During his tenure, the Steelers rushed for over 30,000 yards (the only team to do so in this time period) and led the league in rushing yards three times. He was the position coach for Steeler greats Franco Harris and Jerome Bettis. Harris and Bettis are the first and second all-time Steeler leading rushers, Hoak being number eight on that list (through the 2024 season). On January 1, 2007, Hoak announced his retirement after 45 seasons with the team: 10 as a player and 35 as a coach.

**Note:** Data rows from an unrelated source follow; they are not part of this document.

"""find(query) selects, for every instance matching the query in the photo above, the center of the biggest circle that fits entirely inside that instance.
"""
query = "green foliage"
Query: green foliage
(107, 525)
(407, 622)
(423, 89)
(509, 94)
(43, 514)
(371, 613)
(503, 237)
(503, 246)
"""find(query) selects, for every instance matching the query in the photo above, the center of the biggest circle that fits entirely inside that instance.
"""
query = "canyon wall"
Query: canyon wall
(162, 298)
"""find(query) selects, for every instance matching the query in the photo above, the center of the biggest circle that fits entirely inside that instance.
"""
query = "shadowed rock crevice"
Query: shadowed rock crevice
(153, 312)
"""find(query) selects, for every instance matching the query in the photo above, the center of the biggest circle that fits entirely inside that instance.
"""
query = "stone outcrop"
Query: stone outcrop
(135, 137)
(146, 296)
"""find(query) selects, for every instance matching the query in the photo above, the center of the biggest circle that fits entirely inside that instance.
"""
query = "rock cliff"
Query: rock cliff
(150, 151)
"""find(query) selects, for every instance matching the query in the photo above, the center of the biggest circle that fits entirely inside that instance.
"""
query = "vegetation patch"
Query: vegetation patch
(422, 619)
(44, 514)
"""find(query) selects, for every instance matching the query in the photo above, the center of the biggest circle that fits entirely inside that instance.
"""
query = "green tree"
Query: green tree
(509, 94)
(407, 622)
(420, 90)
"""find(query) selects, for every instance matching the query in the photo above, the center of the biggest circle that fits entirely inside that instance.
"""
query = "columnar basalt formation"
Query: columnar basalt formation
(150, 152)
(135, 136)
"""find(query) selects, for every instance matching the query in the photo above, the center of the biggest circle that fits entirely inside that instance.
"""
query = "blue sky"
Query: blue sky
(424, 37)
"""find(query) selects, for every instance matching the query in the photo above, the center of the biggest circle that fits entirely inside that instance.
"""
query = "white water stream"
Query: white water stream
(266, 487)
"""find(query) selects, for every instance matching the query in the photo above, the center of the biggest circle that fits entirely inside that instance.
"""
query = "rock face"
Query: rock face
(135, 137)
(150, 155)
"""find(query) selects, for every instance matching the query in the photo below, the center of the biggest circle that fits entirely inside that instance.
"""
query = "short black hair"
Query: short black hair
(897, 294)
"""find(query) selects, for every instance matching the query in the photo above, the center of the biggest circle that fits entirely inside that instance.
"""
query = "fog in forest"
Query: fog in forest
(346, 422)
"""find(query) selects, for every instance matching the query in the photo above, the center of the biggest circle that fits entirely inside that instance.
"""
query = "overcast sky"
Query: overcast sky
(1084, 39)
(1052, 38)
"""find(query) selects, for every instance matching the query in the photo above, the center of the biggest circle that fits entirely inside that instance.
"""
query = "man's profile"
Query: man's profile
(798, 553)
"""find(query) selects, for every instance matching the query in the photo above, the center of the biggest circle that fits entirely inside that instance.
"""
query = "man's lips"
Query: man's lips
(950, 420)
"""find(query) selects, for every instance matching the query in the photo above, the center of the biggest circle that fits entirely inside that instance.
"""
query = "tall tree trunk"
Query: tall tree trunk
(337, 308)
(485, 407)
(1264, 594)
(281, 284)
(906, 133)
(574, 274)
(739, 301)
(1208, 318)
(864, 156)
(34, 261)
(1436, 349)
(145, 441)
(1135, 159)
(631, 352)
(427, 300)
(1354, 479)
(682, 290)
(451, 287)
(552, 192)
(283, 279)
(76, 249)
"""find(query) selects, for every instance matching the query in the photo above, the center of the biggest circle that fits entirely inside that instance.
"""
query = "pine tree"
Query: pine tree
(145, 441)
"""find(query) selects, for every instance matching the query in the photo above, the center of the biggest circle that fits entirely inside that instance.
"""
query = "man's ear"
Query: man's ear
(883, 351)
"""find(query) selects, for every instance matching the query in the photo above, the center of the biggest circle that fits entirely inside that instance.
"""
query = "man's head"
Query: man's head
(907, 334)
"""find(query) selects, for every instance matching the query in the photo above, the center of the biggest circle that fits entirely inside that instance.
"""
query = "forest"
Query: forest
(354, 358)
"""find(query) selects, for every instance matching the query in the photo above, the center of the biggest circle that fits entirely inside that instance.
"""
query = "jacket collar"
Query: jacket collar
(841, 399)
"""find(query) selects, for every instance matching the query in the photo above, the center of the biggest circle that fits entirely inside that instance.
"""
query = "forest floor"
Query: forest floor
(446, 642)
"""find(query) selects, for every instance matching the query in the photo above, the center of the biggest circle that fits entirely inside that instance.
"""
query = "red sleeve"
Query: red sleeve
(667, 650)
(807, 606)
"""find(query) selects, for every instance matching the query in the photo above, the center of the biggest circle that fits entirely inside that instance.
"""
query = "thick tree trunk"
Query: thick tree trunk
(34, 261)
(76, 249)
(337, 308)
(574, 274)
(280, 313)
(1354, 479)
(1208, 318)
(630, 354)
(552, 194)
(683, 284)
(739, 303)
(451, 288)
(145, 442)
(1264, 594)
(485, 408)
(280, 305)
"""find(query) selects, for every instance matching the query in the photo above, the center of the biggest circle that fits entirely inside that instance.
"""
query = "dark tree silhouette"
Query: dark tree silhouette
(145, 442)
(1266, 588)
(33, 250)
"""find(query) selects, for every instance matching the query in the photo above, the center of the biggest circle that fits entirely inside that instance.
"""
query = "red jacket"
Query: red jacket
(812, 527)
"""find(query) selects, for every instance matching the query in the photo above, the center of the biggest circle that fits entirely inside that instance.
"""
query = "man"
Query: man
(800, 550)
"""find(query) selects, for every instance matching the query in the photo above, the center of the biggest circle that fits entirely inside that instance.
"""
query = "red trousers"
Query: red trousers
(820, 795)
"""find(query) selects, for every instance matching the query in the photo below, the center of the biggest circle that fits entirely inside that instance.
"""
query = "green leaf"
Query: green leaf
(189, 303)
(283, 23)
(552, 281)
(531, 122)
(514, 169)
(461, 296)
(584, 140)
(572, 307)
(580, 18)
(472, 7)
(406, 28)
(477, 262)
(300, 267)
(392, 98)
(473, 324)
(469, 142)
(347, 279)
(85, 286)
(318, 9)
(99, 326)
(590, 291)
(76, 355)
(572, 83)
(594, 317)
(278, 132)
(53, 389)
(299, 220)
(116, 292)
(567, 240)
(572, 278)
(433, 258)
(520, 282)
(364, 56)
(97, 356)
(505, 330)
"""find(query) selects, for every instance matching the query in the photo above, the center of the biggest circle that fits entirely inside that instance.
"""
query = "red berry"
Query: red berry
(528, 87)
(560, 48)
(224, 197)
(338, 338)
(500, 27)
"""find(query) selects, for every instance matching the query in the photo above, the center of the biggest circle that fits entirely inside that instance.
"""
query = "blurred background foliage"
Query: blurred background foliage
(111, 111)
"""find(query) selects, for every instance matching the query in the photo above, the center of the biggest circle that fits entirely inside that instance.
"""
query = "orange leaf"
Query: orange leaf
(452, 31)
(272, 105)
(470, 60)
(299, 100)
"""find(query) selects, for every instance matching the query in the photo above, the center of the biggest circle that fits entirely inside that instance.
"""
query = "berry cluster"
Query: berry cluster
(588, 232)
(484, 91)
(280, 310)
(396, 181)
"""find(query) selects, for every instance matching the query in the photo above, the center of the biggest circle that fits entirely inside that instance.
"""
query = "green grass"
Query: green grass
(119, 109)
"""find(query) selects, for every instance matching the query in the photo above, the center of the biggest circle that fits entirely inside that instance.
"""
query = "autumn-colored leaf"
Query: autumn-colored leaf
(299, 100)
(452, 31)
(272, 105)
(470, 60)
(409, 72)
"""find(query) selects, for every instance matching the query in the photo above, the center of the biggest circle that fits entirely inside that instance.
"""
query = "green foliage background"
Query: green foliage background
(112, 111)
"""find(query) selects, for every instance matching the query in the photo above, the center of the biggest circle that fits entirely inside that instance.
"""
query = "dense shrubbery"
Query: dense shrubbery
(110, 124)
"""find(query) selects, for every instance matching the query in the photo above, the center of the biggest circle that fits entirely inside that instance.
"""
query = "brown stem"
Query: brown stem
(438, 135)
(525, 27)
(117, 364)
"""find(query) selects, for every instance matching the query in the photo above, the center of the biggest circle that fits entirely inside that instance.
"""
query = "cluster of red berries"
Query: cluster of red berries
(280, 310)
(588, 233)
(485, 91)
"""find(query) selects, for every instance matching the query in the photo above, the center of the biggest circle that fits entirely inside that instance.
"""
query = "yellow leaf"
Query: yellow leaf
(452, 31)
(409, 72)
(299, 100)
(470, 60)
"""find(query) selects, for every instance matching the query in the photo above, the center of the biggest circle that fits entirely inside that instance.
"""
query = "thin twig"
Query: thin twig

Hoak has the distinction of being the only coach to work for both Chuck Noll and Bill Cowher. At the time of his retirement, he had been a Steeler for 742 of the franchise's 1,057 games and had been involved in every title game and playoff victory during its 74 seasons up to that point in time. Over his 35 years as a Steeler's coach, the team won five Super Bowls and numerous AFC Championships.

== Honors ==
The Pro Football Hall of Fame honored Hoak in late June 2025 as an assistant coach, with its 2025 Award of Excellence. In 2024, he was inducted into the National High School Football Hall of Fame. In 2018, he was inducted into the Jeannette City School District Hall of Fame. In 2017, Hoak was inducted as an inaugural member of the Steelers Hall of Honor. In 1968, he received the Dapper Dan Award.

==Personal life==
Hoak lives in Hempfield Township, Pennsylvania. Hoak's wife, Lynn, died March 9, 2019.